According to the analysts at Pro Football Focus, Brooks registered a total of three quarterback pressures on 53 pass-rushing attempts. By the numbers it was his second-worst outing of the season as a pass-rusher.
Smith fared a little bit better as he managed six total pressures against opposing left tackle Nate Solder on 54 pass-rush snaps, yet he wasn't able to gain any more ground on Michael Strahan's single season sack record.
As a whole, Vic Fangio's defense finished with 16 total pressures—three quarterback sacks on Brady, four quarterback hits and nine hurries. Given the fact that Brady dropped back 65 times, the 49ers only averaged a pressure 24 percent of the time.
Not awful numbers, considering the Patriots offensive line has played well this season, but they will need that number to be higher as they gear up for a postseason run.

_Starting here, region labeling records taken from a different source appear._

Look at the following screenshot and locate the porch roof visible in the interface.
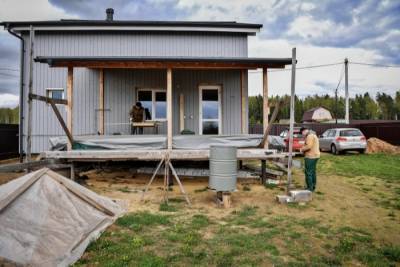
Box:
[35,56,292,69]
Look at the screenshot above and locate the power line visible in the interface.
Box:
[249,62,343,73]
[0,67,19,71]
[0,72,19,77]
[335,65,344,94]
[349,61,400,68]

Despite not generating the pass rush they had hope for, the 49ers did exactly what the Patriots did to them. San Francisco's offensive line stonewalled the Patriots' defensive line, which helped the unit earn some of its highest marks of the season.

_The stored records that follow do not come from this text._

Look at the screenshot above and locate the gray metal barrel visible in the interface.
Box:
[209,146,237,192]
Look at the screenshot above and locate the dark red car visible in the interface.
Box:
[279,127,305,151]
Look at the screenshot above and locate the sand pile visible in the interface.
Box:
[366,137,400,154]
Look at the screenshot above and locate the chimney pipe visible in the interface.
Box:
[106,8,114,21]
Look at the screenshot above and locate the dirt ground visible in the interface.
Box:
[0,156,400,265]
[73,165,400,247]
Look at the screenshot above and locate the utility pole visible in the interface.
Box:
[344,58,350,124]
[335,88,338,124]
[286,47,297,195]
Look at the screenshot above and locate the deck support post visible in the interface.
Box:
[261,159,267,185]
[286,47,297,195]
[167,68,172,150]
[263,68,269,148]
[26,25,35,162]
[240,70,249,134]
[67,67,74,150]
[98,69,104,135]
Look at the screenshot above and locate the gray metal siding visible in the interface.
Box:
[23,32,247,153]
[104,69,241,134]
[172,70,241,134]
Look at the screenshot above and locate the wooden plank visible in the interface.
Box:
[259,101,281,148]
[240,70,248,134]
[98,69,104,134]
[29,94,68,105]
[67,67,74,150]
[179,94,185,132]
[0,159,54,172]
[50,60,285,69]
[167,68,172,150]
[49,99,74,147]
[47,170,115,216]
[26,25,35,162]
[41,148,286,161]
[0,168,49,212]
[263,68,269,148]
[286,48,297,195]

The only offensive lineman who allowed Kap to get sacked was left tackle Joe Staley, but other than that he was only under duress five other times. Outside of the sack, I can't even recall him getting hit. Credit has to go to the interior of the offensive line.
Left guard Mike Iupati, center Jonathan Goodwin and right guard Alex Boone all worked together in unison to keep the pocket clean. Even though Kaepernick only threw the ball 25 times, his average time to throw in the pocket was 3.13 seconds.
That explains why 14 of his 25 throws were so effective. He averaged 8.6 yards per attempt and had a quarterback rating of 107.7 in addition to his four touchdown passes. Kap also became the only player to toss four touchdown passes at Gillette Stadium outside of Brady and Peyton Manning.
Heading into Week 16, the 49ers' offensive line has done a great job of keeping the second-year quarterback clean. Through his first five starts, the line has surrendered a mere eight sacks against the Bears, Saints, Rams, Dolphins and Patriots.
The biggest weakness during that five-game stretch has been right tackle Anthony Davis as he had a little bit of trouble with defensive ends Cameron Wake and Chris Long. Half of the sacks allowed have been accredited to Davis and only two to the interior offensive line.
It's hard to argue that there is a better interior offensive line in all of football right now.
Stock Watch (Week By Week Evaluation)
Rising: Mike Iupati
After a couple of recent disappointing performances penalty-wise, Iupati got back on track this past weekend. For the first time in five games, he wasn't flagged for a penalty. His penalty-free performance only marked the second time it has happened this year since the 49ers' bye week.
Falling: Vernon Davis
Since his monster game against the Bears, Vernon Davis has become a part of the witness protection program. Over the last four weeks he has caught four balls for 29 yards. During that same time period he has two drops. Hopefully, Kap and Davis can get in sync sooner rather than later.
Rising: NaVorro Bowman
Inside linebacker NaVorro Bowman had a strong game as enforcer. As the Patriots tried to work the middle of the field, Bowman was there to limit their opportunities. New England completed four of eight targets on him for 25 yards. He also had a nice pass breakup and seven tackles.
Falling: Justin Smith
Justin Smith's stock didn't take a hit based on his performance, but more based on the fact he was injured on Sunday Night Football. It doesn't appear as if Smith will miss anytime due to injury, yet it could still effect his individual impact for the rest of the season.